The contribution to the field lies in repositioning Religious-Based Organizations as analytically central to the study of International Relations, peacebuilding, and regional governance in Southeast Asia. Rather than treating them as marginal moral auxiliaries or as secondary forms of civil society, the discussion has framed them as actors whose authority is rooted in socially recognized legitimacy and whose influence can shape both local peace processes and wider regional governance dynamics. The integration of Constructivism, Liberalism, and the concept of sacred capital provides a more precise framework for explaining how faith-based organizations mobilize trust, participate in norm formation, and engage governance structures without losing their distinct non-state character.

This perspective also broadens regional studies by showing that ASEAN-related governance cannot be understood solely through state-centric models, especially in areas where public legitimacy, intercommunal relations, and conflict transformation depend on actors embedded in everyday social life. The conceptual value of the discussion lies in clarifying how moral authority becomes political capacity within a post-secular regional environment. Its regional value lies in demonstrating that peace and governance in Southeast Asia are increasingly shaped by interactions among states, institutions, and faith-based intermediaries. Such an approach opens a stronger analytical foundation for examining religion as a constitutive force in contemporary regional order.

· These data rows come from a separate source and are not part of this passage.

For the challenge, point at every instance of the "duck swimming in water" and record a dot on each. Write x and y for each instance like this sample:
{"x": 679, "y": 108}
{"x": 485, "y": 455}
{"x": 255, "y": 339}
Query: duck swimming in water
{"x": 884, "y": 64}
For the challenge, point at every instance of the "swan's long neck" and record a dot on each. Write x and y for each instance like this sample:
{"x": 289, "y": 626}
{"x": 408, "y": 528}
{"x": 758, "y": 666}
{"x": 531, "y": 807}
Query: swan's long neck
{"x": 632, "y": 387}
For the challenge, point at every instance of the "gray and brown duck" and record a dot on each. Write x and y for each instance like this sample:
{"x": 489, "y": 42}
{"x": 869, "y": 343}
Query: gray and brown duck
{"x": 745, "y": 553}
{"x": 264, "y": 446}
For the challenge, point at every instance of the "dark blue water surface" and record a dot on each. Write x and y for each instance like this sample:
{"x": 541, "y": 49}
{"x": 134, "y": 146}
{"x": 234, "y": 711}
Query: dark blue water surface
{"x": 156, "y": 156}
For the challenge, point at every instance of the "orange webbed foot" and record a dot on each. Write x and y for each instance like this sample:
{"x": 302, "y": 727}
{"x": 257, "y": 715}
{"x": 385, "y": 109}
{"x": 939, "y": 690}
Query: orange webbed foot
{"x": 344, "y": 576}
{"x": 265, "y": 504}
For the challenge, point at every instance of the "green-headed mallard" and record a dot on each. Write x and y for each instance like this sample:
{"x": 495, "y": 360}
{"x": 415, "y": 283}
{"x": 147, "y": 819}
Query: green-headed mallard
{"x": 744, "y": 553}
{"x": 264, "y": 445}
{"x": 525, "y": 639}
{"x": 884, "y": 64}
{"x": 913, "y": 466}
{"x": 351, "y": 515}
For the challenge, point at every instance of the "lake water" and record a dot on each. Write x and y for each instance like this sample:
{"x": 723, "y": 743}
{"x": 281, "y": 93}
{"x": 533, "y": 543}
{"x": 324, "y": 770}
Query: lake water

Future research should expand beyond broad regional comparison toward more detailed examination of specific organizational networks, issue areas, and country settings across Southeast Asia. Closer study of cross-border humanitarian initiatives, interfaith peace platforms, and locally rooted mediation practices would deepen understanding of how Religious-Based Organizations translate moral credibility into concrete governance roles. Greater attention is also needed to internal organizational dynamics, including leadership formation, gender inclusion, generational change, and the negotiation of political neutrality in polarized environments. Comparative work across different religious traditions would further clarify which dimensions of sacred capital are transferable across settings and which are shaped by specific doctrinal and institutional histories. Another important direction concerns the relationship between Religious-Based Organizations and regional institutions, particularly the ways ASEAN and related forums engage faith-based actors in practice rather than only in formal rhetoric. Research on digital communication and transnational advocacy would also be valuable, given the growing role of online networks in shaping public legitimacy and regional mobilization. Advancing these lines of inquiry will strengthen both scholarly understanding and policy relevance by clarifying how non-state religious actors participate in the evolving architecture of peace and governance in Southeast Asia.